The story of freemasonry is not all fraternal handshakes and matey slaps on the back, of course. Secrecy may be seductive, but it can also provoke wild speculation of a kind that didn’t end with the Portuguese Inquisition. Amid the violent upheavals of the French Revolution, the displaced Catholic priest Augustin Barruel could be heard denouncing revolutionary events as the consequence of a mischievous plot hatched by the brotherhood. Barruel provided little evidence for his claims, largely because there was none. But he did offer in his spectacularly successful book on the subject a template of supposed masonic machinations that has been recycled ever since. Dickie devotes some of his best chapters to this dark history of suspicion and persecution, with freemasons serving as scapegoats for Mussolini, Hitler and Franco, among many others. And today, freemasonry is banned everywhere in the Muslim world except Lebanon and Morocco.
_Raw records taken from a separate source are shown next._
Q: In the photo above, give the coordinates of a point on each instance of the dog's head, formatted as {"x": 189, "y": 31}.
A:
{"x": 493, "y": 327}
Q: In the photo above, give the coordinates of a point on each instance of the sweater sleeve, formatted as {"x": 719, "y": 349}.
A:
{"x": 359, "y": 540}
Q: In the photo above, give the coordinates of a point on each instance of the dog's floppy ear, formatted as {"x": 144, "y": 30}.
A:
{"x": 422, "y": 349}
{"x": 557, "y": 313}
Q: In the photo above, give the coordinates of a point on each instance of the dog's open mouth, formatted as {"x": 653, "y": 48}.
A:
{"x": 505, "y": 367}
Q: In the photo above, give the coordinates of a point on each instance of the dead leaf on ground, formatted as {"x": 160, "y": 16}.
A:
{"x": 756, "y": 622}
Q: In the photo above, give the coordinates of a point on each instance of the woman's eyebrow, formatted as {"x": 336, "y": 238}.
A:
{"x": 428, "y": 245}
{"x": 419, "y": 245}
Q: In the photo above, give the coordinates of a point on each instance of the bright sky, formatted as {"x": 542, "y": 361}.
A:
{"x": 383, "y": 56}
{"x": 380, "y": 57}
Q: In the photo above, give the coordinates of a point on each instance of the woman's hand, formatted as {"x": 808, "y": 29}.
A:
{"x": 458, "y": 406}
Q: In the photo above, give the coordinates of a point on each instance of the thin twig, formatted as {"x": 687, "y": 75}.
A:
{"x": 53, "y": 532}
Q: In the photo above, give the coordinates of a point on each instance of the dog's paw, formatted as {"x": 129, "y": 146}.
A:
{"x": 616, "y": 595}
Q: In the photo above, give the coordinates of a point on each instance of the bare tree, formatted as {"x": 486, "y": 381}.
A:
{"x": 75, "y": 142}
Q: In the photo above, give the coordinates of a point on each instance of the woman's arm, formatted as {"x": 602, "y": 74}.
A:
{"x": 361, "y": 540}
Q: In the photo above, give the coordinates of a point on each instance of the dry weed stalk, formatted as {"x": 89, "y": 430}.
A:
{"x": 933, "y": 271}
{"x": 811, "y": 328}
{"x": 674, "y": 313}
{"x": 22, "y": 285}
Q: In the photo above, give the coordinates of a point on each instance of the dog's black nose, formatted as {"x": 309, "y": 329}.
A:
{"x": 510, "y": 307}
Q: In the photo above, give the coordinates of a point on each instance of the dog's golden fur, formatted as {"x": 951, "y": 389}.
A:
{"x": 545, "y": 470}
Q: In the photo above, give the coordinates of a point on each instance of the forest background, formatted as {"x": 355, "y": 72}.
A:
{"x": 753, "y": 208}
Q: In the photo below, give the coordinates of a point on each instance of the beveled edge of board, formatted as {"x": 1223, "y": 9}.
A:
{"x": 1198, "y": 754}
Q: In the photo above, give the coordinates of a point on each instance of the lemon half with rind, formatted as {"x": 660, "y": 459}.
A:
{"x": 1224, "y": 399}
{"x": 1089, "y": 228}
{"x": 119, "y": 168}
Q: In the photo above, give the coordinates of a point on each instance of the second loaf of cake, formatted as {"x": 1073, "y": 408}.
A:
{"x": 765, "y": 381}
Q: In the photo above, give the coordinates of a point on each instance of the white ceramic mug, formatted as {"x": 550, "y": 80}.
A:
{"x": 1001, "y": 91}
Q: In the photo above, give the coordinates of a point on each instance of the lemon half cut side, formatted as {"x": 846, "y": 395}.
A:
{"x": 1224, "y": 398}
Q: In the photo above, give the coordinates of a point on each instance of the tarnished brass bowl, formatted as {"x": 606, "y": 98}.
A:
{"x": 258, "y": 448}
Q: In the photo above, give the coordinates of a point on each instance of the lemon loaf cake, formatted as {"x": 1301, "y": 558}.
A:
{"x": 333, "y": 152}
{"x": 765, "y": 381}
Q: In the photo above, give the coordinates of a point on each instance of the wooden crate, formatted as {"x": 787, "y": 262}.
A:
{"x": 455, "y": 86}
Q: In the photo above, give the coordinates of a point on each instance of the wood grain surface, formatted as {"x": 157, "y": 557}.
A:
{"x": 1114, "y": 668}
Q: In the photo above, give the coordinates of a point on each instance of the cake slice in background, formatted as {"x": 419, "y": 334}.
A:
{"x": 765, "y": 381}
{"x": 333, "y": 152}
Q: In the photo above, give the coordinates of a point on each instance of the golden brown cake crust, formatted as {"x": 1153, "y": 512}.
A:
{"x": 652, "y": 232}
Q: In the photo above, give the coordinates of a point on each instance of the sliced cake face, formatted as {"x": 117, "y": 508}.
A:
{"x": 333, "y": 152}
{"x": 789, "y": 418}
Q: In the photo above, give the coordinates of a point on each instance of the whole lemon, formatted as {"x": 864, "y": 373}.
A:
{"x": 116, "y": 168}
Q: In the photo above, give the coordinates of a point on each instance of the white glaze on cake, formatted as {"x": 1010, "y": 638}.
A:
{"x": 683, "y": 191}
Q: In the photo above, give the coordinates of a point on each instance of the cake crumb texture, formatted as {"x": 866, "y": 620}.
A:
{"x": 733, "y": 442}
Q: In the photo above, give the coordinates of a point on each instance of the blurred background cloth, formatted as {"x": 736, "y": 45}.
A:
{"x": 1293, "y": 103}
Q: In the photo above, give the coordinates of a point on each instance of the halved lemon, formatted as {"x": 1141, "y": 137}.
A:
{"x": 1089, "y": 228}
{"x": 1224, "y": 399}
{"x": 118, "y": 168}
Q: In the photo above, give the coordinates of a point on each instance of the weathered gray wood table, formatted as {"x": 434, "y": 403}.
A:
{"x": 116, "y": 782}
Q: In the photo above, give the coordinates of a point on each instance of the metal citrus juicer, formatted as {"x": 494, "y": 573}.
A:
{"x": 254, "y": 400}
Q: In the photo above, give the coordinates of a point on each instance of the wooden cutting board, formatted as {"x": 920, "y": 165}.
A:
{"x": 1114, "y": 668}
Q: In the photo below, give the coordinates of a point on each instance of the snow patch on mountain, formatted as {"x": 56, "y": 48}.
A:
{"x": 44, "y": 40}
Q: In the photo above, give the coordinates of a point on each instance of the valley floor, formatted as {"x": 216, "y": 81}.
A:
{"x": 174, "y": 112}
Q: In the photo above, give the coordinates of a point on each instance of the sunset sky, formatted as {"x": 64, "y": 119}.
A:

Yet if freemasons have often been victims, that doesn’t mean that their own history is without stain. Dickie lays bare the chequered nature of the masons’ past, grappling not only with their resistance to female membership but also with their role in facilitating imperial conquest in places like Australia and in perpetuating racism in the United States. He is well aware, too, of the way that the brotherly spirit can go horribly wrong, metastasising into organisations like the KKK or serving, as in postwar Italy, as a front for the Mafia.

And yet at a time when masonic membership around the world is in decline and such forces as globalisation and the internet are ‘forcing us to rethink and reinvent a fundamental human need: community’, Dickie ends on a note of indulgence. We could do worse than contemplate how ‘a form of community born in an earlier global age’ grappled with ways to get along. In that he is surely right.